Crash Course Statistics: General Linear Models (GLM)
Introduction
- Presenter: Adriene Hill
- Topic: General Linear Model (GLM)
- Key Idea: Flexibility of GLMs in statistical analysis, similar to how a Transformer can change forms.
General Linear Models (GLMs)
- Basic Concept: Data can be explained by the model and some error.
- Model Equation: Generally in the form Y = mx + b (or Y = b + mx)

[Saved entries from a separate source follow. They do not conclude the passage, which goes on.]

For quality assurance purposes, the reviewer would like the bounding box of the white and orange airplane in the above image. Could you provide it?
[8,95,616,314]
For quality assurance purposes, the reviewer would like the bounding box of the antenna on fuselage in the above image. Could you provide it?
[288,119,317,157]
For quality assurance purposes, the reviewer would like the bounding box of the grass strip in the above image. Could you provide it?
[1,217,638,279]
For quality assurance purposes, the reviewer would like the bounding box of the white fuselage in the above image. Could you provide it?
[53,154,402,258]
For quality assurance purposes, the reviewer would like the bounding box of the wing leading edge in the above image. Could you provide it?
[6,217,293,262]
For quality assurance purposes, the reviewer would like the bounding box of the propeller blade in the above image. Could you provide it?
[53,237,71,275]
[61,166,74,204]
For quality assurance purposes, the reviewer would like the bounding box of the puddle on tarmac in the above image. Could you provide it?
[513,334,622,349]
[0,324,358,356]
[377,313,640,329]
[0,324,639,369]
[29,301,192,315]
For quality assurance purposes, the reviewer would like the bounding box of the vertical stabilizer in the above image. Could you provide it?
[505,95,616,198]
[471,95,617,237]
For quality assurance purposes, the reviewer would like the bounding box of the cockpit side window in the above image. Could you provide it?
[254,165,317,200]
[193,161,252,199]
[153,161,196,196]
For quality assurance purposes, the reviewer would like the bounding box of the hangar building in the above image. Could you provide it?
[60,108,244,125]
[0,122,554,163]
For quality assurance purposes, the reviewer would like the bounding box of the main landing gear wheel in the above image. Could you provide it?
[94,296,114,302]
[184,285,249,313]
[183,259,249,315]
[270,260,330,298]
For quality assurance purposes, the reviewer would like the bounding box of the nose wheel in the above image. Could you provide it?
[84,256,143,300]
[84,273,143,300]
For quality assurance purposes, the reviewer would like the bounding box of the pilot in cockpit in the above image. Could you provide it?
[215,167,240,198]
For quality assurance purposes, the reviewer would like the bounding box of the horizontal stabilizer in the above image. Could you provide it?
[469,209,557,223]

- Example: Predicting trick-or-treaters based on local middle school enrollment
- Baseline of 25 trick-or-treaters + 0.01 increase per middle school student
- Reality vs. Model: Predicted 35, actual 42, so error = 7
- Error: Deviation from the model, not necessarily something 'wrong'
- Sources: Unaccounted variables, random variation
Types of GLMs
1. Linear Regression
- Use: Provides predictions using continuous variables
- Example: Predicting YouTube video likes based on comments
- Data Plotting: Visually check for linearity and outliers
- Decision on outliers affects the regression line
Creating the Regression Model
- Assumption: The relationship is linear
- Fitting the Model: Usually done by computers
- Regression Line: Minimizes the sum of squared distances of data points to the line
- Equation includes y-intercept (e.g., 9104 likes for 0 comments) and slope (e.g., 6.5 likes per comment)
- Residuals/Error: Difference between observed and predicted values
- Ideal: Evenly spaced residuals without patterns
Statistical Tests on Regression Coefficients
F-test
- Purpose: Quantifies how well data fits a distribution under the null hypothesis (no relationship)
- Null Hypothesis: No relationship between predictor and outcome
- Expected slope of 0 for the regression line
- Scatter plot would look like a blob
- **Notation and Calculations: **
- Y-hat: Predicted value
- Y-bar: Mean value
- Total Variation: Sum of Squares Total (variance)
- SSR (Sums of Squares for Regression): Variation explained by the model
- SSE (Sums of Squares for Error): Variation not explained by the model
Degrees of Freedom
- SSE Degrees of Freedom: n (sample size) - 2
- SSR Degrees of Freedom: 1 (one slope coefficient)
- Division by Degrees of Freedom: Weighs each sum of squares appropriately
Calculating the F-statistic
- **Formula Components: **
- Numerator: SSR divided by its degrees of freedom
- Denominator: SSE divided by degrees of freedom
- p-value: Found using an F-distribution
- Example: Very small p-value (<0.05) leads to rejecting the null hypothesis
Conclusion
- **Relation to Real Life: **
- GLMs explain data through the model and error
- Examples: Budget deviation, predicting roommate's anger
- Future Topics: More on the importance of F-tests
- Applications: Widely used in various fields (science, economics, political science) to model relationships and make predictions
Remember: Regression shows correlation, not causation.